CPU with instruction decode
Here's a philosophically similar CPU, but I'm using multiplexors instead of tristate busses. You can get an 8-bit mux by double-clicking the mux, clicking the "Port" tab, double-clicking on an input (or output) pin, and typing in the bit width you want (possibly after shuffling dialog boxes). The above CPU uses bits 7:6 as the destination register, bit 5 is reserved, bit 4 is the arithmetic operation, and bits 3:2 and 1:0 are both input register numbers.
So this mux-based CPU's instructions look like:
    <destination register: 2 bits>  <reserved: 1 bit>
<operation: 1 bit>
<source register A: 2 bits>  <source register B: 2 bits>
For example, the instruction (hex) "13" (binary 0001 0011) writes to register 0 the sum of register zero and register 3 (the constant).

CPU Design Philosophy

A CPU is actually a very simple circuit that continually does exactly two things:
  1. Figure out what to do next. (fetch)
  2. Do it. (decode and execute)
CPU's usually encode "what to do next" in a chunk of binary data called a machine language instruction, almost always stored in memory somewhere.  CPUs usually have a special register, the "program counter" or "instruction pointer", that points to the address in memory with the instruction to execute next.

So "Figure out what to do next" just means "Load the next instruction from the memory address at the instruction pointer."  The instruction pointer is usually moved to point to the next instruction as part of this  "fetch" phase.

"Do it" just means to decode the machine language instruction and figure out what it's telling you to do, then actually do what it says (execute).  We've basically got that under control in the TkGate circuit above.

A Trivially Simple CPU Emulator: UEMU

A full-fledged CPU emulator can be written in just a few dozen lines of C++.  For example, here's the core of "UEMU", a silly little made-up CPU I wrote a few years ago:
int CPU::run(void) {
while (1) {
int inst=mem[regs[0xf]++]; /* instruction fetch */
int opcode=(inst>>12)&0xf, i=(inst>>8)&0xf,
j=(inst>> 4)&0xf, k=(inst>>0)&0xf;
switch (opcode) { /* instruction decode */
case 0x1: regs[i]=(inst&0xff); break; /* "load Immediate" */
case 0xA: regs[i]=regs[j]+regs[k]; break; /* Addition */
case 0xC: if (regs[j]>=regs[k]) regs[i]++; break; /* Cond */
case 0xE: /* Emulator (or OS) call: */
switch (i) {
case 0x0: printf("%d%c",regs[k]," \n\t,"[j]); break;
case 0x1: printf("Enter a value:\n");
scanf("%i",&regs[k]); break;
case 0xD: dump(inst&0xff); break;
case 0xE: return regs[k]; /* Emulator Exit */
default: quit("Unknown OS-trap instruction 0x%X at 0x%X!\n",inst,regs[0xf]-1);
default: quit("Unknown instruction 0x%X at 0x%X!\n",inst,regs[0xf]-1);
(Try this in NetRun now!) or just download the source code and run it yourself.

"regs" is a little array of registers.  "mem" is another little array of memory locations.

If you look at the decode step, it should eventually become clear that executing an instruction like "0x1234" will be an "Immediate" load instruction (case 0x1:), loading into register 0x2 the value 0x34.

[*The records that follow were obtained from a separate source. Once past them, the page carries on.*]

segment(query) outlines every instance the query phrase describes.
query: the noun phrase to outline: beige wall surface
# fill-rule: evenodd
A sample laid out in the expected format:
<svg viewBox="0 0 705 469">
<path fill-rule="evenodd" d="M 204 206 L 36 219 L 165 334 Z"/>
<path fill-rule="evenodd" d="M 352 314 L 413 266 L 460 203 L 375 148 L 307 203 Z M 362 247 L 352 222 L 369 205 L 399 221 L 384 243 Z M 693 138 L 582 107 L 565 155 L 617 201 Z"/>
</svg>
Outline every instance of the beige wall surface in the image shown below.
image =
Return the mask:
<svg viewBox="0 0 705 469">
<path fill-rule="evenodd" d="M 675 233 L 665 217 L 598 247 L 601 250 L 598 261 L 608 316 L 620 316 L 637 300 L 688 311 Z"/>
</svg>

Similarly, "0xA234" will Add into register 2 the contents of registers 3 and 4.


Used only for storing program instructions.  UEMU is a bit odd in that memory consists of 16-bit instructions, not 8-bit bytes.  Normally a single instruction (or integer) stored in memory spans several bytes, but not in UEMU!

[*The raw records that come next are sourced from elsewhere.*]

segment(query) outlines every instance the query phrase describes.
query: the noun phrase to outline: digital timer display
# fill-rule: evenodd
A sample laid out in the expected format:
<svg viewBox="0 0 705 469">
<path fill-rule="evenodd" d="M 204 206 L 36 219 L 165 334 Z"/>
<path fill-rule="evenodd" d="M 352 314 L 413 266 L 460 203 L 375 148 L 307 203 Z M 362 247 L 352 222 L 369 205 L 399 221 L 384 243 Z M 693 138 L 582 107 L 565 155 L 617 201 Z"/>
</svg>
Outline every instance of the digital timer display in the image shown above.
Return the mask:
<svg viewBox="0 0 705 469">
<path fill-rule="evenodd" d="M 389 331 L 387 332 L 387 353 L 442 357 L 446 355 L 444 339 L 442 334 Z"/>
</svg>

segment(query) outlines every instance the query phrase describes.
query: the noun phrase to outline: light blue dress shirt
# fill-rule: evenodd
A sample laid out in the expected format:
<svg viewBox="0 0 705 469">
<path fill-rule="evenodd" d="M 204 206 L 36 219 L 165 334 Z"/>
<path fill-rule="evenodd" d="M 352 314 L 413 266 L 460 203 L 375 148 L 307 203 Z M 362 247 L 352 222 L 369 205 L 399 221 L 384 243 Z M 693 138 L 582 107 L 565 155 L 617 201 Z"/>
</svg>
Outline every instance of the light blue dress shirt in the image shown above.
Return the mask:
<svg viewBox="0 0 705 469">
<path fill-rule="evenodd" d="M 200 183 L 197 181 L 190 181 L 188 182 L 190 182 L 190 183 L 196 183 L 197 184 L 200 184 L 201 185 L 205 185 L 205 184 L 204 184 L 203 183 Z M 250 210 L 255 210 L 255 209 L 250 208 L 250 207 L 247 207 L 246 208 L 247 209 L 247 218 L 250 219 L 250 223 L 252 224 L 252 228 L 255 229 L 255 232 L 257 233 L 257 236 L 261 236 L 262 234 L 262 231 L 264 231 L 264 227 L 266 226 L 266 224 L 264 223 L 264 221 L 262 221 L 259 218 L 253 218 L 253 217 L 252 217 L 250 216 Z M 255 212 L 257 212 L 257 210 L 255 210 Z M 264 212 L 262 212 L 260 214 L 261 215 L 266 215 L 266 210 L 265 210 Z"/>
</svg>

There are 16 registers numbered 0 through F (in hex).  Register F is the program counter--it stores the memory address of the next instruction to execute.  Note that loading a new value into register F will cause a jump!  All other registers are free for programmer use.


The instruction encoding is chosen such that everything's a multiple of 4 bits long, which makes it easy to write machine language programs in hex.  There are a ridiculously small number of instructions:
A tiny software emulator like this is a good way to get the feel for how to design a CPU instruction set.